Dive Brief:
- District Administration reports that some states are reexamining their testing requirements in the wake of growing concerns that standardized testing was taking too much time and focus from actual classroom learning.
- In the wake of these concerns, Ohio has eliminated social studies exams in some grades, New York has cut standardized testing in public schools by one day in reading and math, and Maryland passed the “More Learning, Less Testing Act,” capping standardized testing at about 25 hours of classroom time per year.
- Many school districts and states find they can cut testing by eliminating tests that duplicate results or are no longer relevant to informed instruction.
Dive Insight:
The Council of Great City Schools reports that the average student in the 66 school districts it examined takes 112 mandated standardized tests between pre-K and grade 12. Many tests create a stressful environment for students and staff, and they can also interfere with the very creative learning and instruction that brings the most joy to the learning process.
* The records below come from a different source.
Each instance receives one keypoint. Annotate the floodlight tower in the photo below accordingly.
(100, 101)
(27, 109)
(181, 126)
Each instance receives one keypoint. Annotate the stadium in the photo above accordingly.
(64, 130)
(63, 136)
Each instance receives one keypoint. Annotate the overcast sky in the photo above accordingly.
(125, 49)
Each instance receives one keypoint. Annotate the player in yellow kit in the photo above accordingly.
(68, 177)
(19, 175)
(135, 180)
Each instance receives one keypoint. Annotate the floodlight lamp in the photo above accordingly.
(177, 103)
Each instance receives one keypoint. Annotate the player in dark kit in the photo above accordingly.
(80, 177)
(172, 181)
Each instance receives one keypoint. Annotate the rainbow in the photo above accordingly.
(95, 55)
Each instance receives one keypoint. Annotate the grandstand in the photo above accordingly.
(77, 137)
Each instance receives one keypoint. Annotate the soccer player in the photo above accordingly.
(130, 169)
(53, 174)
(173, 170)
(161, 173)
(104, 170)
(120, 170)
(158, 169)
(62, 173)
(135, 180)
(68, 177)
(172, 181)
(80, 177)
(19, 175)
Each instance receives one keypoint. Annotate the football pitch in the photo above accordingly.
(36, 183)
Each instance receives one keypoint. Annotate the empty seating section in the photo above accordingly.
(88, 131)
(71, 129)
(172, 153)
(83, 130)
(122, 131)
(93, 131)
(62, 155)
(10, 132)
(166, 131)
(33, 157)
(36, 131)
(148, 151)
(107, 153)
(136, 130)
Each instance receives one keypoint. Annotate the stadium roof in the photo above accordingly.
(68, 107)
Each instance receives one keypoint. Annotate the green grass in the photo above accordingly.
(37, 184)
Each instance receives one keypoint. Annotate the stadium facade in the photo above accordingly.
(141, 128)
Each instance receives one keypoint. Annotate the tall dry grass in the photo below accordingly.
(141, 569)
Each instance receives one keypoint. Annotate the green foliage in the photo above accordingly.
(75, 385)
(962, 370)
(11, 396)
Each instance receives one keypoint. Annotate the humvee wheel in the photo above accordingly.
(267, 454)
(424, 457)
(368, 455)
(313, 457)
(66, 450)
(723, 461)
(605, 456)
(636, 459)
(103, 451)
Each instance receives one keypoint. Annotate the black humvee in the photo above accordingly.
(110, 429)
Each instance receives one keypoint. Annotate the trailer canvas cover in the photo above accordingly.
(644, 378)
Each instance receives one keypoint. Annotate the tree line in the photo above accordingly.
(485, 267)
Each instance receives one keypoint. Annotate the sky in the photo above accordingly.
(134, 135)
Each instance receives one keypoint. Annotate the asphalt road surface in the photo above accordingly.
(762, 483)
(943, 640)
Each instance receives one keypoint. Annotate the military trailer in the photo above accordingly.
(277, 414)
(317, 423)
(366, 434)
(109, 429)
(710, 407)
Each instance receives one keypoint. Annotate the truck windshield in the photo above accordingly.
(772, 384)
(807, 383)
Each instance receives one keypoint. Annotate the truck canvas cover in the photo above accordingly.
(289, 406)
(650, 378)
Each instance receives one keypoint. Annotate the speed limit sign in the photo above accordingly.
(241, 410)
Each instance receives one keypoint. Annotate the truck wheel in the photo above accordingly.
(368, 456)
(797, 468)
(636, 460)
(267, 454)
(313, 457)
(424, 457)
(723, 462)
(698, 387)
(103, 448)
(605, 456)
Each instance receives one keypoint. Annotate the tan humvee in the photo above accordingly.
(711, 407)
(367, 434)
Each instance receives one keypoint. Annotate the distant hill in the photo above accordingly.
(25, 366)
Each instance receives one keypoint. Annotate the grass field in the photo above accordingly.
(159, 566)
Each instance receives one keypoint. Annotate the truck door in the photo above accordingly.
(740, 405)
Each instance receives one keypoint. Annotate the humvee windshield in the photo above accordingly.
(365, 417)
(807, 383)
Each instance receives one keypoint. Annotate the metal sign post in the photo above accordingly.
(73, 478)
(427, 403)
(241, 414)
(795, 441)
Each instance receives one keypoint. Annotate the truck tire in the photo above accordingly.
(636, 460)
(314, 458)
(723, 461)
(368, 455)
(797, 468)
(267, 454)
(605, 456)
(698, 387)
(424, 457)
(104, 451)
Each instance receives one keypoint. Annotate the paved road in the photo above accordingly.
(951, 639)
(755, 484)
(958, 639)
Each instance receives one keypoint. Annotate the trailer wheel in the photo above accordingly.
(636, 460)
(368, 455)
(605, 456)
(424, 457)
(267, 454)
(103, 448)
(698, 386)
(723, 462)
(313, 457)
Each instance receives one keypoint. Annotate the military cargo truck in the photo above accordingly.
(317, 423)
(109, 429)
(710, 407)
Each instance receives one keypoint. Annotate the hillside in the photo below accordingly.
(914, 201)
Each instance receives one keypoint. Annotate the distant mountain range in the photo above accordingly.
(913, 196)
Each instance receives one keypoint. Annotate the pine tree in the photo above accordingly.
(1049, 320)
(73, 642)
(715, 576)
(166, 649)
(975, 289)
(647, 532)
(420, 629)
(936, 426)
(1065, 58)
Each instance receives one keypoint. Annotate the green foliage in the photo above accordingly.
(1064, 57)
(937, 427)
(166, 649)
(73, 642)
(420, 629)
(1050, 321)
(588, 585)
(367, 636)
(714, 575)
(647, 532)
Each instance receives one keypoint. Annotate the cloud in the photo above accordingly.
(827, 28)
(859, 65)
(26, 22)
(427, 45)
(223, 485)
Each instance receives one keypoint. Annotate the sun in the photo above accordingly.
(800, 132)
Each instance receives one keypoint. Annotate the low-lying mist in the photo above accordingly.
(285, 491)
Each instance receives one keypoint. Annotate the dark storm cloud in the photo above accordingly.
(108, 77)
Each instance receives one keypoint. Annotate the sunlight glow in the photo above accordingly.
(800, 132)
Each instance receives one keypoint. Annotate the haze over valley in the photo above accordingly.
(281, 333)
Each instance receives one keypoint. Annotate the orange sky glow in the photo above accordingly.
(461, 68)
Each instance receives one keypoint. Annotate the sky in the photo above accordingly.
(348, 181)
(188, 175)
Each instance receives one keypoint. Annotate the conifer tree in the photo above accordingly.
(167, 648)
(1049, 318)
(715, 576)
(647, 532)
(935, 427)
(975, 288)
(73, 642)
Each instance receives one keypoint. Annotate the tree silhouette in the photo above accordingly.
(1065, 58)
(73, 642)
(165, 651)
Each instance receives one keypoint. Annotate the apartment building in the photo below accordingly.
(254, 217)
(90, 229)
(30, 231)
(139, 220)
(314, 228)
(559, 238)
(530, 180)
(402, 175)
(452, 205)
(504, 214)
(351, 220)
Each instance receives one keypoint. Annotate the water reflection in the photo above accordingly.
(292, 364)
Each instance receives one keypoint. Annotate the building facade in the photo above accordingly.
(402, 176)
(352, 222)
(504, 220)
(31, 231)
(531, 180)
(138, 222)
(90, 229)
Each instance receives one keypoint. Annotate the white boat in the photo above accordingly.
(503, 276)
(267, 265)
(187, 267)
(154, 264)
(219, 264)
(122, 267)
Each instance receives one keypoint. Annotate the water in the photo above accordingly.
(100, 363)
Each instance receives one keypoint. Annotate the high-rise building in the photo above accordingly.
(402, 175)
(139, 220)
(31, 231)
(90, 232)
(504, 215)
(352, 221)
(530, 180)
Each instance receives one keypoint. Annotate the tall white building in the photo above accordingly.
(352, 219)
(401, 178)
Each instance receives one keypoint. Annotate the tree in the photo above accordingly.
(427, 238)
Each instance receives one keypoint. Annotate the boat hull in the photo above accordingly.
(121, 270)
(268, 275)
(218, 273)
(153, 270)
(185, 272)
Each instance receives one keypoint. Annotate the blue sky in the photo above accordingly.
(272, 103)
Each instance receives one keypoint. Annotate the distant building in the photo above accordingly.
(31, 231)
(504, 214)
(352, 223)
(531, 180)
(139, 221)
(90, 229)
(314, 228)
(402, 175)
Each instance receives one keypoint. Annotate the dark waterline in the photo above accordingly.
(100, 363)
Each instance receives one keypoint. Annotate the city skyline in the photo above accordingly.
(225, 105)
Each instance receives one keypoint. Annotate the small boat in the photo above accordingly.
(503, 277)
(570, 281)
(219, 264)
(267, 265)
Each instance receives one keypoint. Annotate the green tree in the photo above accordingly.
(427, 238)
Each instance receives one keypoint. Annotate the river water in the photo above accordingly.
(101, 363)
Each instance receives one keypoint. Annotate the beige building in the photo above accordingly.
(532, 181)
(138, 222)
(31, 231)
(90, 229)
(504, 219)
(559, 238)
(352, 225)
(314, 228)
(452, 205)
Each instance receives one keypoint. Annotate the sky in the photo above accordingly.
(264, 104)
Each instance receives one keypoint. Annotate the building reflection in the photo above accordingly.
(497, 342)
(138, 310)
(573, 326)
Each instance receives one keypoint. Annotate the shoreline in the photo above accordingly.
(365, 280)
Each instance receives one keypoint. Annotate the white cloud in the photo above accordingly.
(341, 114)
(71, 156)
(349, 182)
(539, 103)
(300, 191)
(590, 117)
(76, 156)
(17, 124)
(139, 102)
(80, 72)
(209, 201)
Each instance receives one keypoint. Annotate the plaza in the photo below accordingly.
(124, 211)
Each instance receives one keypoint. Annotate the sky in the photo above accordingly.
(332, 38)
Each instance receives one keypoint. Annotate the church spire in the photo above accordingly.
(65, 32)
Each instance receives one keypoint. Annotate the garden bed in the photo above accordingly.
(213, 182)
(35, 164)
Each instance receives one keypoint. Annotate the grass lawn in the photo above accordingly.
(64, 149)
In a data-hungry environment, the need for some standardized testing is evident. In order to make informed decisions, teachers, administrators and school boards need data that compares performance of students against their peers in the same classroom, district, state, nation and beyond. In this way, they can develop an accountability model that helps them improve instruction and pinpoint academic areas that need new strategies
However, achievement testing is also used to determine the future of students, teachers, schools and entire districts. The weight of such fate-determining tests can cause schools to lose their focus on providing instruction in areas, such as the arts and creative and critical thinking, which are equally as important as math, reading, science and social studies, but which are not as easily measured
Evaluation of the right amount of testing is necessary for states and school districts as they try to find the balance.